O brasileiro está preparado para sites de apostas online?

O brasileiro está preparado para sites de apostas online?

Hamilton Almeida

Milton Carlos Silva

Advogados

As casas de apostas online são hoje uma realidade no Brasil. Elas estão dominando, por exemplo, os patrocínios de clubes de futebol da Série A do Campeonato Brasileiro, sendo que apenas 5 dos 20 times não são patrocinados por essas casas. O valor do repasse ultrapassa R$ 450 milhões de reais.

Segundo Fábio Wolff, sócio da Wolff Sports e especialista em marketing esportivo, em reportagem para o UOL, “O segmento das apostas é um dos grandes responsáveis pelo aumento vertiginoso dos valores dos contratos de patrocínios em geral nos últimos anos. A demanda tem sido maior do que a oferta, e isso tem feito com que números se multipliquem.”

Os jogos esportivos online foram regulamentados pela Lei n.º 14.790/2023, sendo sancionada em dezembro do mesmo ano, permitindo a atuação de empresas privadas no segmento. Porém, deveria o Brasil ter permitido esses jogos?

Essa é uma dúvida legítima, pois no Brasil os jogos de azar sempre foram proibidos, justamente porque esses jogos são dominados pela máfia, que utiliza cassinos e casas de apostas para lavar dinheiro do tráfico de entorpecentes e outras atividades ilegais, além de causar vício e destruição de famílias mundo afora.

No Brasil, tem surgido um outro grave problema além desses descritos no parágrafo anterior que pouca gente tem alertado. O brasileiro está se endividando nessas casas de apostas online e usando todos os recursos que guardam na poupança para tentar a “sorte”.

As classes de renda mais baixa (C, D e E) são as que mais tem participado dessas apostas e as que mais estão perdendo dinheiro, na expectativa de tirar a sorte grande e ficarem ricos de maneira fácil.

Segundo um dado revelado pela XP Investimentos, baseado em informações da BNL, uma plataforma agregadora de apostas online, o mercado brasileiro de apostas movimentou cerca R$ 100 bilhões a R$ 120 bilhões em 2023, equivalente a 1% do PIB brasileiro. Para se ter uma ideia, nos EUA foi apostado cerca de U$ 100 bilhões, representando apenas 0,4% do PIB, mostrando que o brasileiro gasta mais proporcionalmente que os Estados Unidos.

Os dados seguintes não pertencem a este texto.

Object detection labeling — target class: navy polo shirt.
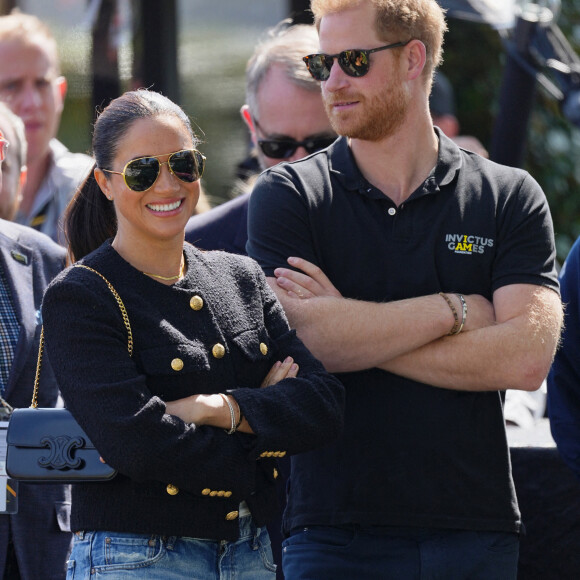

Conforme apontou a XP, entre os principais destaques do estudo, estiveram que: 64% dos que apostam online no Brasil utilizam sua principal fonte de renda para apostar; 63% dos que apostam no Brasil afirmam que teve parte de sua renda comprometida com apostas online e, em termos de implicações para o consumo, 23%, 19% e 14% dos que apostam online afirmam que se abstiveram de comprar vestuário, alimentos e produtos de higiene pessoal, respectivamente.

Nessa pesquisa, foi levantado que 25% da população já fez apostas online, contrastando com apenas 2% que investem na Bolsa de Valores.

Outro estudo feito pelo Instituto Locomotiva mostra que 51% dos brasileiros utilizam recursos que iriam para poupança e 48% tem redirecionado o dinheiro gasto em bares, restaurante e delivery. Outros 45% desviaram de outros tipos de jogos, como lotéricas e 41% da compra de roupas e assessórios.

Num estudo feito pelo banco Santander, ao analisar os dados nominais de vendas no varejo do IBGE e da Renda Nacional Disponível das Famílias do Banco Central de 2013 a 2023, o banco conseguiu rastrear como as atividades do varejo evoluíram em função do poder de compra do brasileiro, para verificar se os jogos de azar estão tendo um efeito no deslocamento dos recursos do brasileiro.

E a equipe do banco chegou à conclusão de que a participação das vendas no varejo amplo na renda familiar caiu de um pico de 63% em 2021 para 57% em 2023, enquanto as atividades de jogos de azar legalizados registraram um aumento significativo, subindo de 0,8% da renda familiar em 2018 para uma fatia aproximada de 1,9% a 2,7% em 2023.

Todos esses estudos e pesquisas citados acima mostram a nítida a tendência de transferência de recursos do brasileiro para as casas de apostas, tornando-se hoje o principal concorrente do Comércio brasileiro como um todo.

Os brasileiros estão literalmente deixando de comprar itens de higiene pessoal para se endividar nas “bets” online, mostrando que, talvez, não esteja preparado para a legalização das apostas online.